Simpósio discutirá mercado
A expectativa quanto à escassez de café em 2008 também está entre os assuntos que deverão pautar o 9° Simpósio Nacional do Agronegócio Café (Agrocafé), evento que será realizado em Salvador, entre os dias 3 e 5 de março. Além da questão da regularidade na oferta do artigo, o congresso vai discutir ainda o cenário de contrastes que tem conduzido o mercado nacional nos últimos anos.

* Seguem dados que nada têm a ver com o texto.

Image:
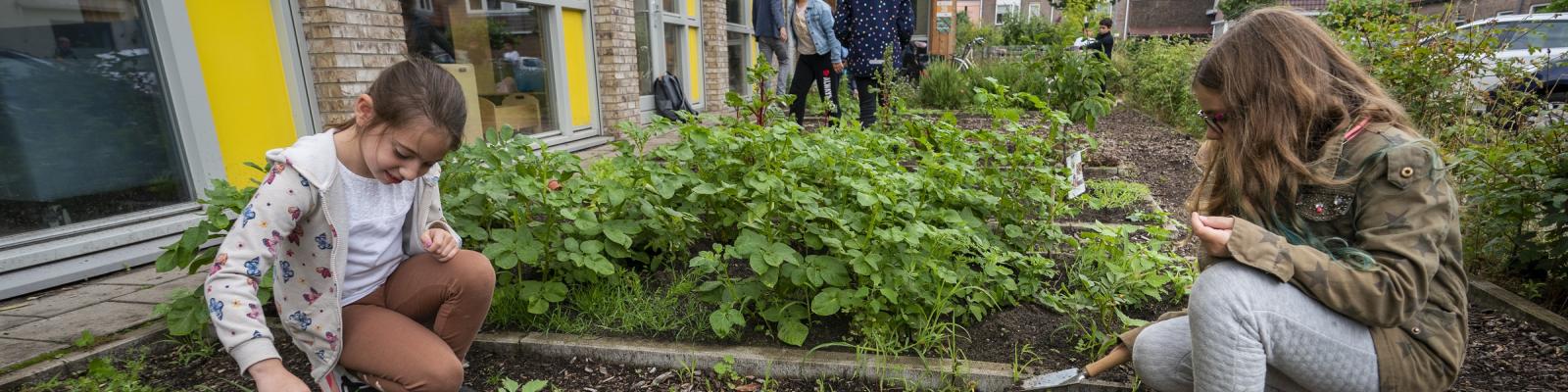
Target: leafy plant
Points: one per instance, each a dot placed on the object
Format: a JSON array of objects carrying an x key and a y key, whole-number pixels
[
  {"x": 507, "y": 384},
  {"x": 1112, "y": 273},
  {"x": 1159, "y": 80},
  {"x": 185, "y": 311},
  {"x": 945, "y": 86},
  {"x": 1113, "y": 193}
]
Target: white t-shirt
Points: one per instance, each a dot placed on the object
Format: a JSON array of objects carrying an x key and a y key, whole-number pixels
[{"x": 375, "y": 231}]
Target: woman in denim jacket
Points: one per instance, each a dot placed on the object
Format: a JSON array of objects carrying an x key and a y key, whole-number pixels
[{"x": 819, "y": 57}]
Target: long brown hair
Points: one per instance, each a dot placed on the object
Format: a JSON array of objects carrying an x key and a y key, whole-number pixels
[
  {"x": 416, "y": 90},
  {"x": 1290, "y": 88}
]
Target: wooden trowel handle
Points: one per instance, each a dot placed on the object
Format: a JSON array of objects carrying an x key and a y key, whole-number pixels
[{"x": 1117, "y": 357}]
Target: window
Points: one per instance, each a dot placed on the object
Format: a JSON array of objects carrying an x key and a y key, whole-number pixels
[
  {"x": 736, "y": 12},
  {"x": 739, "y": 62},
  {"x": 668, "y": 41},
  {"x": 737, "y": 44},
  {"x": 512, "y": 49},
  {"x": 86, "y": 127}
]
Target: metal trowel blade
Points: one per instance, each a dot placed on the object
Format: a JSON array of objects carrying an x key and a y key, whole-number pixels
[{"x": 1053, "y": 380}]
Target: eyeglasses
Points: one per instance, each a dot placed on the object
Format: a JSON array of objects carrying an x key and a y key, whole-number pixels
[{"x": 1214, "y": 118}]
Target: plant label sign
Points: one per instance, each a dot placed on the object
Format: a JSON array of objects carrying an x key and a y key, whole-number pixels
[{"x": 1076, "y": 165}]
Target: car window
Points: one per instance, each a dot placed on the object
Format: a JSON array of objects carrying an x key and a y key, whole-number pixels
[{"x": 1526, "y": 35}]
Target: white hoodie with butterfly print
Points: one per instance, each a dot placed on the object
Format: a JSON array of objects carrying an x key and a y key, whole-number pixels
[{"x": 290, "y": 231}]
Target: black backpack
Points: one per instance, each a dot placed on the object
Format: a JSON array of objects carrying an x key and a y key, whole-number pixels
[{"x": 670, "y": 98}]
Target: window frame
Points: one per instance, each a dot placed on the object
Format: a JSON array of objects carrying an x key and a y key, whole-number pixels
[{"x": 38, "y": 259}]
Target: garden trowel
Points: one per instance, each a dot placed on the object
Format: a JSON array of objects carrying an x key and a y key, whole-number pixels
[{"x": 1062, "y": 378}]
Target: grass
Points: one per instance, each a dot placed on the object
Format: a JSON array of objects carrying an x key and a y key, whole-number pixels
[
  {"x": 629, "y": 305},
  {"x": 102, "y": 373},
  {"x": 1115, "y": 193}
]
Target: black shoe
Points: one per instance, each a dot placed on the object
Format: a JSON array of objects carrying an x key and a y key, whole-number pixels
[{"x": 353, "y": 386}]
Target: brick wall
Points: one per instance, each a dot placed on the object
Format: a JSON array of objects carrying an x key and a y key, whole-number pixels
[
  {"x": 615, "y": 39},
  {"x": 350, "y": 41},
  {"x": 715, "y": 57}
]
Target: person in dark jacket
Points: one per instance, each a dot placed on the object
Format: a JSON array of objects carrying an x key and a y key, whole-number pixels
[
  {"x": 1104, "y": 41},
  {"x": 867, "y": 28},
  {"x": 767, "y": 18}
]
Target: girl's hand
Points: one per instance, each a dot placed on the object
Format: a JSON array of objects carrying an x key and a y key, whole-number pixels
[
  {"x": 441, "y": 243},
  {"x": 1214, "y": 232},
  {"x": 271, "y": 376}
]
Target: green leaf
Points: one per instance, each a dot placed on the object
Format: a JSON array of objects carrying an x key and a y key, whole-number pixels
[
  {"x": 792, "y": 333},
  {"x": 535, "y": 386},
  {"x": 750, "y": 242},
  {"x": 825, "y": 303}
]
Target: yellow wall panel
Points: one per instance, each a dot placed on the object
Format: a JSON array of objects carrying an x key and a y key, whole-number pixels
[
  {"x": 577, "y": 85},
  {"x": 695, "y": 65},
  {"x": 243, "y": 70}
]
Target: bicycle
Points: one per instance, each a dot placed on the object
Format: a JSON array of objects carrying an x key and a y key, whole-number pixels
[{"x": 963, "y": 60}]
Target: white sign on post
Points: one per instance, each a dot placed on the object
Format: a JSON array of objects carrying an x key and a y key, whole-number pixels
[{"x": 1076, "y": 165}]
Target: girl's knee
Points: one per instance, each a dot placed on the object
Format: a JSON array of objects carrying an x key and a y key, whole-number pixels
[
  {"x": 1162, "y": 357},
  {"x": 1225, "y": 284},
  {"x": 474, "y": 269}
]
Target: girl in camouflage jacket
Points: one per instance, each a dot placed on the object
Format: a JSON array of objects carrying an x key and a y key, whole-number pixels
[{"x": 1332, "y": 232}]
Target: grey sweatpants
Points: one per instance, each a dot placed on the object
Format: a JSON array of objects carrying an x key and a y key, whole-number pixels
[{"x": 1249, "y": 331}]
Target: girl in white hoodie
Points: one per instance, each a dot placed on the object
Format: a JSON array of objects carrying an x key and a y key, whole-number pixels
[{"x": 366, "y": 271}]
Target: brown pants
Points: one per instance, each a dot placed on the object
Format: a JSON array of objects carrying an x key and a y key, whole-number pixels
[{"x": 413, "y": 331}]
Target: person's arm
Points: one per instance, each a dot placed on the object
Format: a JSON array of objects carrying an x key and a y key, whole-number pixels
[
  {"x": 435, "y": 217},
  {"x": 780, "y": 7},
  {"x": 247, "y": 256},
  {"x": 1405, "y": 209},
  {"x": 844, "y": 20},
  {"x": 906, "y": 23},
  {"x": 835, "y": 47}
]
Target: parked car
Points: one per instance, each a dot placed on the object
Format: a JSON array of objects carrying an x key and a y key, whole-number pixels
[{"x": 1533, "y": 43}]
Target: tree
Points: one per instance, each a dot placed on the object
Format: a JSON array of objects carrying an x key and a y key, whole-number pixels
[{"x": 1238, "y": 8}]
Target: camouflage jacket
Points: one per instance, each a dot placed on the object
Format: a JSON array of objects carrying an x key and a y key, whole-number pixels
[{"x": 1403, "y": 214}]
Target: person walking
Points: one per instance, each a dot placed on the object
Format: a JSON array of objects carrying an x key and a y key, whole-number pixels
[
  {"x": 819, "y": 57},
  {"x": 869, "y": 28},
  {"x": 770, "y": 30}
]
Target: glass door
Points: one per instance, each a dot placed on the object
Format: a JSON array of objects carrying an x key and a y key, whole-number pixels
[{"x": 666, "y": 44}]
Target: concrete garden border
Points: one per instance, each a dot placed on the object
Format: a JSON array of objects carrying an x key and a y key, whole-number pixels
[
  {"x": 151, "y": 336},
  {"x": 778, "y": 363}
]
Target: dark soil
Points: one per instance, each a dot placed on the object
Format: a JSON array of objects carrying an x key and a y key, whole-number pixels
[
  {"x": 1510, "y": 355},
  {"x": 1159, "y": 156},
  {"x": 217, "y": 370}
]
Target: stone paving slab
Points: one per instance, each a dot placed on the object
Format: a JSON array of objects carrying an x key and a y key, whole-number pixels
[
  {"x": 143, "y": 276},
  {"x": 7, "y": 321},
  {"x": 15, "y": 352},
  {"x": 159, "y": 294},
  {"x": 101, "y": 320},
  {"x": 62, "y": 302}
]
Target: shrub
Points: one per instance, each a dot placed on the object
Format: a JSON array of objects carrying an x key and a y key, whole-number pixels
[
  {"x": 1159, "y": 80},
  {"x": 945, "y": 86}
]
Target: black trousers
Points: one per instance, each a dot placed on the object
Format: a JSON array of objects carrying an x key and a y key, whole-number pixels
[
  {"x": 869, "y": 88},
  {"x": 814, "y": 70}
]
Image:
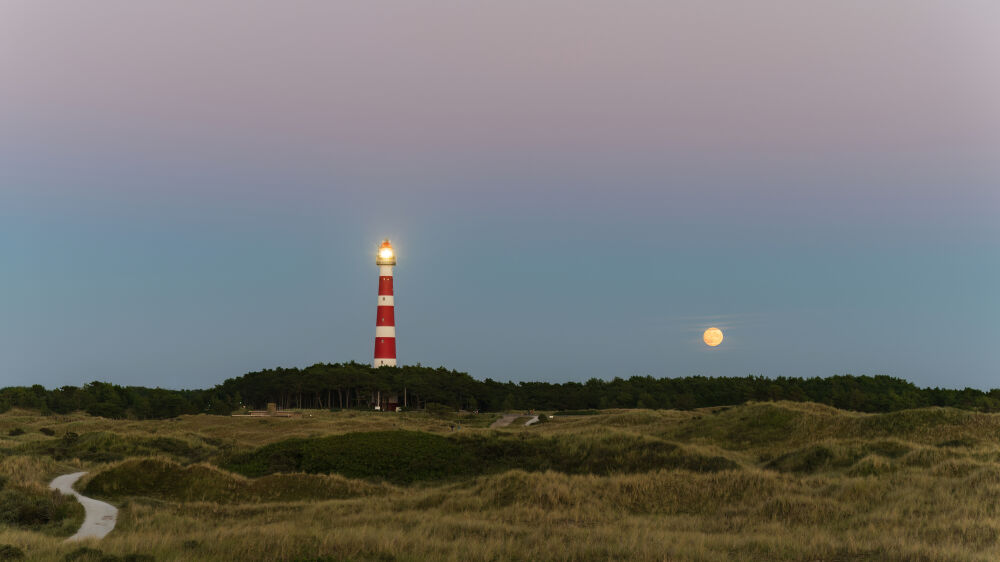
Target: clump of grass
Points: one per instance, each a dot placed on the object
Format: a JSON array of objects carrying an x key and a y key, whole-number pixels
[
  {"x": 35, "y": 508},
  {"x": 871, "y": 465}
]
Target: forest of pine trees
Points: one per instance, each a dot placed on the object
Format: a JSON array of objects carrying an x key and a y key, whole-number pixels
[{"x": 352, "y": 385}]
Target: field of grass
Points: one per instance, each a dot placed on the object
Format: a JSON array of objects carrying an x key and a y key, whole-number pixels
[{"x": 764, "y": 481}]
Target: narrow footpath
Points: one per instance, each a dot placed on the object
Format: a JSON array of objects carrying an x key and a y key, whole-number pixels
[
  {"x": 100, "y": 517},
  {"x": 505, "y": 420}
]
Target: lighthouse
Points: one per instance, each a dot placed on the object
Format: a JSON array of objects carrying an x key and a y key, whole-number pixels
[{"x": 385, "y": 319}]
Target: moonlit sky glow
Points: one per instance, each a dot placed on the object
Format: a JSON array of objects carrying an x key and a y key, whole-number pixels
[{"x": 574, "y": 189}]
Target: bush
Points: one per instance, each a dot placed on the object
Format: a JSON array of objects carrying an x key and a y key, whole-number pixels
[
  {"x": 33, "y": 509},
  {"x": 436, "y": 409},
  {"x": 396, "y": 456},
  {"x": 10, "y": 552},
  {"x": 85, "y": 554},
  {"x": 403, "y": 457}
]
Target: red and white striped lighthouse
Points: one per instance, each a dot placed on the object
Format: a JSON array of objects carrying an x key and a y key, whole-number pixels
[{"x": 385, "y": 320}]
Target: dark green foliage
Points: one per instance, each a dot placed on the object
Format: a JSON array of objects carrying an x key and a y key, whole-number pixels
[
  {"x": 10, "y": 552},
  {"x": 105, "y": 446},
  {"x": 961, "y": 442},
  {"x": 85, "y": 554},
  {"x": 438, "y": 409},
  {"x": 353, "y": 385},
  {"x": 164, "y": 479},
  {"x": 403, "y": 457},
  {"x": 396, "y": 456}
]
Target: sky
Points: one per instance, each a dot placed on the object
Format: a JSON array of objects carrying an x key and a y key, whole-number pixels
[{"x": 190, "y": 191}]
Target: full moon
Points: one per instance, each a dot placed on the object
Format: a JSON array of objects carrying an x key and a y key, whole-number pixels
[{"x": 713, "y": 337}]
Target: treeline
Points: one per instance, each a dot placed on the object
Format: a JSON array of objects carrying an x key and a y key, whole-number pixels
[{"x": 356, "y": 385}]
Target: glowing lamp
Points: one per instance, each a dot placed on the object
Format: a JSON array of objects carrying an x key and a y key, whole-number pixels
[{"x": 385, "y": 255}]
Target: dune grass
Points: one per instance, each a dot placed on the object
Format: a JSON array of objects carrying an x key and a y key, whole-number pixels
[{"x": 794, "y": 482}]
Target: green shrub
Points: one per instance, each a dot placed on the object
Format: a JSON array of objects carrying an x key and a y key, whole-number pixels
[
  {"x": 436, "y": 409},
  {"x": 407, "y": 456},
  {"x": 85, "y": 554},
  {"x": 103, "y": 446},
  {"x": 10, "y": 552},
  {"x": 395, "y": 456},
  {"x": 36, "y": 508}
]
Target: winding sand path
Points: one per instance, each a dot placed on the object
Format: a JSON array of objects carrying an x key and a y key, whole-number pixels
[
  {"x": 101, "y": 517},
  {"x": 505, "y": 420}
]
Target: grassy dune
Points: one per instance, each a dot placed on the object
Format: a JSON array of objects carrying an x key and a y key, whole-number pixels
[{"x": 784, "y": 481}]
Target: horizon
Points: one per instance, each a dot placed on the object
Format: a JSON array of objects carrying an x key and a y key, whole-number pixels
[{"x": 574, "y": 189}]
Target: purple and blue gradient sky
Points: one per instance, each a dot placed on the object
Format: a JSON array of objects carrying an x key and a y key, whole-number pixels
[{"x": 189, "y": 191}]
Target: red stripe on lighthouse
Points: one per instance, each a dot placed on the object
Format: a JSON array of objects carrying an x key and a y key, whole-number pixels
[
  {"x": 386, "y": 316},
  {"x": 385, "y": 285},
  {"x": 385, "y": 348}
]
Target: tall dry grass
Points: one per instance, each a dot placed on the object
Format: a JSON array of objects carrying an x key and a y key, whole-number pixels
[{"x": 812, "y": 483}]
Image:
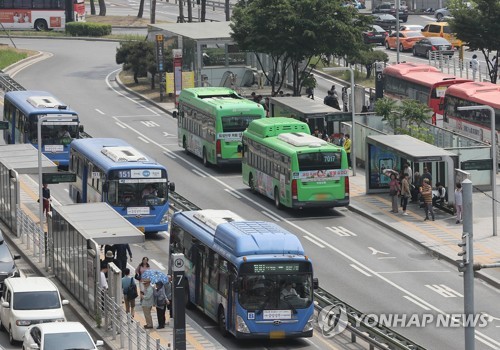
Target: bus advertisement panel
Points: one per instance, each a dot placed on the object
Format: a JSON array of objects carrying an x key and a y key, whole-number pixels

Segundo o presidente da Assocafé, Silvio Luís Leite, apesar da elevada cotação internacional no preço do produto, a baixa rentabilidade continua tirando o sono dos produtores baianos. “A saca de 60kg custa hoje entre R$280 e R$290, um crescimento médio de 30% nos últimos quatro anos. Ou seja, nunca vendemos com um valor tão bom. Entretanto, o lucro do produtor continua reduzido, ficando em cerca de R$20 por saca”, reclama.
Entre os motivos para esse baixo rendimento, está a valorização do real frente ao dólar e o aumento no custo com os insumos. “A moeda americana, por exemplo, bateu ontem um novo recorde de baixa, chegando a R$1,70. Já os custos com fertilizantes, defensivos, óleo diesel, energia, salário mínimo, entre outros, subiram 100% nos últimos três anos”, avalia. Para o presidente de honra da entidade e coordenador geral do simpósio, João Lopes, a esperança agora é que um novo aumento na cotação internacional do artigo possa fomentar a rentabilidade dos produtores ainda este ano. “Essa é a nossa aposta, já que a situação cambial não deverá mudar muito”, comenta.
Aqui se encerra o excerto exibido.